Jornal Correio Braziliense

Crítica

Com seis indicações ao Oscar, Tár estreia, sob o brilho de Cate Blanchett

O longa de Todd Field examina imperfeições e viradas no cotidiano de uma magistral maestrina de orquestra germânica

Passagens, com registros de aculturação, pelo Peru e pelas Filipinas, trazem exemplos de dedicação aos estudos da personagem central de Tár, a maestrina e compositora Lydia Tár (Cate Blanchett). Na oitava indicação ao Oscar de melhor atriz, desfilando uma técnica corporal impressionante, somada à capacidade de condensar, num mero olhar, uma série de conflitos internos, Blanchett entrega um desempenho equiparado ao da poderosa rainha Elizabeth, com a qual despontou em fins dos anos de 1990. Repleta de nuances e protagonizando presença magnética, Blanchett capitaliza todas as cenas do longa do diretor Todd Field, sempre atento aos bastidores camuflados de personagens vistos em longas como Pecados íntimos e Entre quatro paredes.

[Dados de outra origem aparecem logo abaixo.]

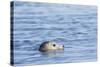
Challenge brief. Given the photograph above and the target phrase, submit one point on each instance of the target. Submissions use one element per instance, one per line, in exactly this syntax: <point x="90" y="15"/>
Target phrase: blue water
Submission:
<point x="74" y="26"/>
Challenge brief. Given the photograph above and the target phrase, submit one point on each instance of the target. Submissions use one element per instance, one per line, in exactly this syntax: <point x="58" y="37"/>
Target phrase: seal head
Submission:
<point x="48" y="45"/>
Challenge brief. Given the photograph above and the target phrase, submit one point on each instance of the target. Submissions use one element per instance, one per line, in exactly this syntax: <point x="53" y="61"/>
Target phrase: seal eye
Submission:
<point x="54" y="45"/>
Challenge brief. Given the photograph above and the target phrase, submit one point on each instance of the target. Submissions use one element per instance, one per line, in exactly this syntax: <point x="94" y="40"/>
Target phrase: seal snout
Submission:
<point x="48" y="45"/>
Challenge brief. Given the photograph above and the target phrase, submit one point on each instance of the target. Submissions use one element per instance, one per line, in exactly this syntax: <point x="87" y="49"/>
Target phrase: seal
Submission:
<point x="49" y="45"/>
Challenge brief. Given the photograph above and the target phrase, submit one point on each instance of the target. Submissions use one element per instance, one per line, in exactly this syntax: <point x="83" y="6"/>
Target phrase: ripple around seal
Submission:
<point x="74" y="26"/>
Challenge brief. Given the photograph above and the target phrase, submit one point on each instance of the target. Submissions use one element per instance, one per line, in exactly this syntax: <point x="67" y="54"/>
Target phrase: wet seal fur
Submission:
<point x="50" y="46"/>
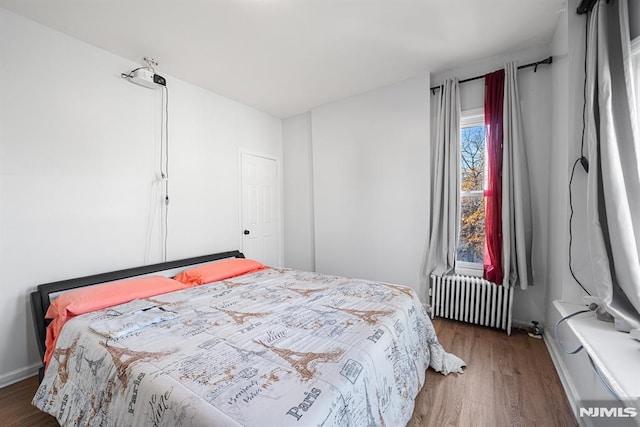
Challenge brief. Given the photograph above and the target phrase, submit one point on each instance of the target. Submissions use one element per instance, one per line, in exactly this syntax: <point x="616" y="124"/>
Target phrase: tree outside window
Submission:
<point x="472" y="165"/>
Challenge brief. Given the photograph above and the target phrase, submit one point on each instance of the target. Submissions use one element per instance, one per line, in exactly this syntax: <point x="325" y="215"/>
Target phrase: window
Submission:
<point x="469" y="254"/>
<point x="635" y="73"/>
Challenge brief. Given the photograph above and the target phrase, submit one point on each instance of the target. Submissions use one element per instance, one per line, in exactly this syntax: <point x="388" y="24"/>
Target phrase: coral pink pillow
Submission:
<point x="92" y="298"/>
<point x="219" y="270"/>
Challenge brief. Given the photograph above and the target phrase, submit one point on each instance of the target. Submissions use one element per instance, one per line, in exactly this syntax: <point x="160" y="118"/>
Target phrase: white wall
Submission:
<point x="370" y="184"/>
<point x="535" y="97"/>
<point x="298" y="193"/>
<point x="78" y="159"/>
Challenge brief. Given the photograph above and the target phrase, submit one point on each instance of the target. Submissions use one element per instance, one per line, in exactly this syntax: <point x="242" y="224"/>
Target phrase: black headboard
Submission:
<point x="40" y="297"/>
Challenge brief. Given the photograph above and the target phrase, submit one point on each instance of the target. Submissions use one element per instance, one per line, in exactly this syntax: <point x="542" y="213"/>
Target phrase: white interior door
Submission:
<point x="260" y="207"/>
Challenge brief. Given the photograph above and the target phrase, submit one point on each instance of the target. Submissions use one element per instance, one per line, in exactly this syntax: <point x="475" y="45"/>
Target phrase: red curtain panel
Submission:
<point x="493" y="107"/>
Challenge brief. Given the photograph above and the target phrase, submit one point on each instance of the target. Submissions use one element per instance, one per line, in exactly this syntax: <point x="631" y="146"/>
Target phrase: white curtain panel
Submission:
<point x="516" y="195"/>
<point x="445" y="183"/>
<point x="613" y="184"/>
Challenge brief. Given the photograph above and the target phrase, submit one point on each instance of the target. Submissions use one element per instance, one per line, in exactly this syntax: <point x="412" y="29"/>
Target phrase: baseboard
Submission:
<point x="13" y="377"/>
<point x="561" y="369"/>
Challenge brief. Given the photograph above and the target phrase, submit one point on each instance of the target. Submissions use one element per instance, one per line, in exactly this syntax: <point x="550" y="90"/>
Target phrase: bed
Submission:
<point x="250" y="345"/>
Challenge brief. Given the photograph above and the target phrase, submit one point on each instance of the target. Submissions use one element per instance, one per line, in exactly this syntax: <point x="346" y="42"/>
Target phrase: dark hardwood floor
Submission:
<point x="509" y="381"/>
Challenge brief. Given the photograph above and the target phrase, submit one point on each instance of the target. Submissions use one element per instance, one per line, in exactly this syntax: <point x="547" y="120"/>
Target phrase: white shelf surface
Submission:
<point x="615" y="354"/>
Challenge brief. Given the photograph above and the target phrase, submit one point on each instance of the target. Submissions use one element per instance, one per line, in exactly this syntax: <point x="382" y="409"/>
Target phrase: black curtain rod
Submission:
<point x="547" y="61"/>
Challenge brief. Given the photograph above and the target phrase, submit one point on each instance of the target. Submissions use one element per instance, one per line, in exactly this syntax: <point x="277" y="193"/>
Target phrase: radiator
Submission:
<point x="471" y="299"/>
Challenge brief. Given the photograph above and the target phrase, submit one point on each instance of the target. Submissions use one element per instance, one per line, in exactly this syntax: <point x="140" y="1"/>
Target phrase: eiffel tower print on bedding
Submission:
<point x="274" y="348"/>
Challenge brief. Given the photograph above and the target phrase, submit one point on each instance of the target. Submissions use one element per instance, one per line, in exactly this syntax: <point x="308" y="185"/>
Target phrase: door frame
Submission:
<point x="280" y="207"/>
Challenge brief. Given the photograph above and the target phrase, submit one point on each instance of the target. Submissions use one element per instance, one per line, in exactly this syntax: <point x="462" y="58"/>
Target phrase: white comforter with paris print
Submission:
<point x="273" y="348"/>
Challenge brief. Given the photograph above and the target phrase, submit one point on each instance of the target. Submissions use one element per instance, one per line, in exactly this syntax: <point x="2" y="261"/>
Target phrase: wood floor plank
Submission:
<point x="509" y="381"/>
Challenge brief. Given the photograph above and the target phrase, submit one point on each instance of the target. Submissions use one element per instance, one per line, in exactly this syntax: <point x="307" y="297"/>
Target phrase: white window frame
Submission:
<point x="635" y="67"/>
<point x="470" y="118"/>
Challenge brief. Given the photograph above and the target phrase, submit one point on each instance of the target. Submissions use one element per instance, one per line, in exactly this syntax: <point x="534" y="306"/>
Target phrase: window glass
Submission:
<point x="472" y="183"/>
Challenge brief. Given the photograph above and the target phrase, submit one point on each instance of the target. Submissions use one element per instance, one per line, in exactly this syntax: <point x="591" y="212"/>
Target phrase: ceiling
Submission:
<point x="285" y="57"/>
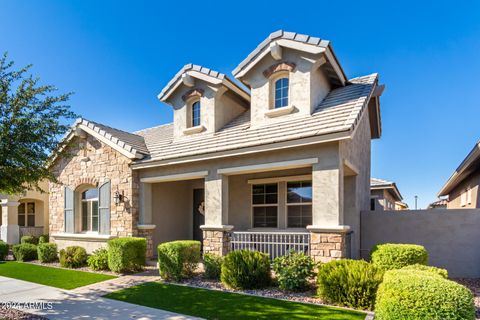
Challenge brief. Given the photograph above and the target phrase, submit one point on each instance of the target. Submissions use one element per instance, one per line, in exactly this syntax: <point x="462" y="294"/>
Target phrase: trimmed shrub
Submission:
<point x="213" y="266"/>
<point x="396" y="256"/>
<point x="47" y="252"/>
<point x="44" y="238"/>
<point x="126" y="254"/>
<point x="73" y="257"/>
<point x="178" y="259"/>
<point x="434" y="270"/>
<point x="294" y="271"/>
<point x="410" y="295"/>
<point x="245" y="269"/>
<point x="98" y="260"/>
<point x="25" y="252"/>
<point x="352" y="283"/>
<point x="3" y="250"/>
<point x="29" y="239"/>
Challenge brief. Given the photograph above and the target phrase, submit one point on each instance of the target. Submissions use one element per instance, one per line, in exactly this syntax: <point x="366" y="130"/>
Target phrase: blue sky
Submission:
<point x="117" y="55"/>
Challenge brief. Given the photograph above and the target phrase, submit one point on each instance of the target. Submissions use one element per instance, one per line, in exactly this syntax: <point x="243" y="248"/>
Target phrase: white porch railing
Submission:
<point x="31" y="231"/>
<point x="274" y="244"/>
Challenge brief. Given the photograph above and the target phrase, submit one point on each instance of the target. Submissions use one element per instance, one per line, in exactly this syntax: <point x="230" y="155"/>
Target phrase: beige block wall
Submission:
<point x="104" y="163"/>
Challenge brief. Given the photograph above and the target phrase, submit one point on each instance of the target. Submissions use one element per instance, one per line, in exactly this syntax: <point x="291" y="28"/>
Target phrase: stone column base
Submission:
<point x="326" y="246"/>
<point x="217" y="240"/>
<point x="146" y="231"/>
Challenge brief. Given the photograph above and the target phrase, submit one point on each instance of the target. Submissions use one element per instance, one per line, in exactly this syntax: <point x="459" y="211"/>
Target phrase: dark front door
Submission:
<point x="198" y="213"/>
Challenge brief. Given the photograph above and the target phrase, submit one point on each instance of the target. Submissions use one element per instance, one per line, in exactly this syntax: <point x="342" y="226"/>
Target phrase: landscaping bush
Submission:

Valorizado pela Academia de Artes e Ciências Cinematográficas (que elege vencedores do Oscar), com seis indicações à estatueta dourada, Tár imprime o pé na loucura dos artistas da música clássica que o cinema tanto gosta, entre os quais a violoncelista Jacqueline du Pré (retratada em Hilary e Jackie), a devassa personagem de Isabelle Huppert de A professora de piano ou ainda o compulsivo pianista David Helfgott, de Shine — Brilhante. Se assumindo uma "lésbica típica", Lydia Tár, para além do amplo reconhecimento, consegue conciliar trabalho árduo com a vida privada, dividida com a esposa, e spalla, Sharon (Nina Hoss) e a filha Petra. Numa classe, junto a alunos atentos, Tár assume que prefere distinguir com "amor" (em lugar da tragédia) a condução de sua musicalidade.

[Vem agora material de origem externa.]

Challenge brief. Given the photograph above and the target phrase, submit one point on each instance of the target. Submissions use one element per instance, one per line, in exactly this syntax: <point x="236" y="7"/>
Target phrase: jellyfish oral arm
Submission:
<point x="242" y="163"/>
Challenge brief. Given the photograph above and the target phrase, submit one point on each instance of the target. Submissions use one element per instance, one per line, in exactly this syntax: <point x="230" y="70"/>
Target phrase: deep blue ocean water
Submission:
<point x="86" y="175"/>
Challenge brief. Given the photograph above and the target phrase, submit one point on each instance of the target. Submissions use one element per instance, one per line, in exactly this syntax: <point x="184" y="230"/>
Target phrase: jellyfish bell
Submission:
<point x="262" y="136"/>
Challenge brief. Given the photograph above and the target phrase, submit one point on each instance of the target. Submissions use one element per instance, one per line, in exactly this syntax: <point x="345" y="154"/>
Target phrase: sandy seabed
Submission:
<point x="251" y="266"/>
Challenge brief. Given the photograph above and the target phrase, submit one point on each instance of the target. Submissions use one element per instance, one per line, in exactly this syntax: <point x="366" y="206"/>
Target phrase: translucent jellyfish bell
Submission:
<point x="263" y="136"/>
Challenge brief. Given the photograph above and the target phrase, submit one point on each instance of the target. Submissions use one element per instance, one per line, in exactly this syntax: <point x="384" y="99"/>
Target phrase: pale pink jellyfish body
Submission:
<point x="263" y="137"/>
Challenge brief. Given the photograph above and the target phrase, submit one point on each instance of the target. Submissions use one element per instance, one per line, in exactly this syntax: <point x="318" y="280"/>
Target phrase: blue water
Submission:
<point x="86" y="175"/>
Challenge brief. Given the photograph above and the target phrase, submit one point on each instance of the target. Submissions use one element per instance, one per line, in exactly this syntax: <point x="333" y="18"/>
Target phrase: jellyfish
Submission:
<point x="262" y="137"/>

Assessorada por Francesa (a ótima Noémie Merlant, de Retrato de uma jovem em chamas), progressivamente, Tár se vê metida num enredo à la A malvada (1950), na trama que avoluma traições, distrações de foco, vaidade, bullying infantil, pesadelos e primeiros sinais de precoce velhice. Por momentos, com tom documental, o longa parece um aterrador título de Michael Haneke. Meticulosa, organizada e, acima de tudo, dona de invejável precisão, Tár parece habitar outro plano. Há aparente pedra no meio do caminho da classuda diretora de uma orquestra alemã: a Quinta Sinfonia de Gustav Mahler.

Um verdadeiro metrônomo humano, Tár desafia o tempo e molda também os alunos: numa das grandes cenas do filme, ela explora temas de critério e avaliação relacionados à má vontade de um estudante com as composições de brancos e privilegiados, demonstrando a falta de argumentos dele frente à identidade de seculares compositores. Julgamento não cabe a ninguém é o que ressalta, nas entrelinhas. No filme, que tem ótima edição (a cargo de Monika Willi), há espaço até para celebração da feminista Clara Zetkin.

A jornada de alegre regente de Tár atravessa ordens conceituais e capta registros do poder de transformação da música — até o momento em que tem a excelência questionada. Uma carga de dubiedade bate à porta da regente que despreza críticas e faz, do púlpito, pedestal. Descontroles e presságios se instalam, no filme com roteiro sofisticado (indicado ao Oscar) e que desequilibra Tár, a partir de manipulações e contaminações (há um asseamento enervante da protagonista). Tudo abala a perfeccionista e seletiva personagem central do filme, candidato ainda a prêmios da Academia de melhor filme e direção.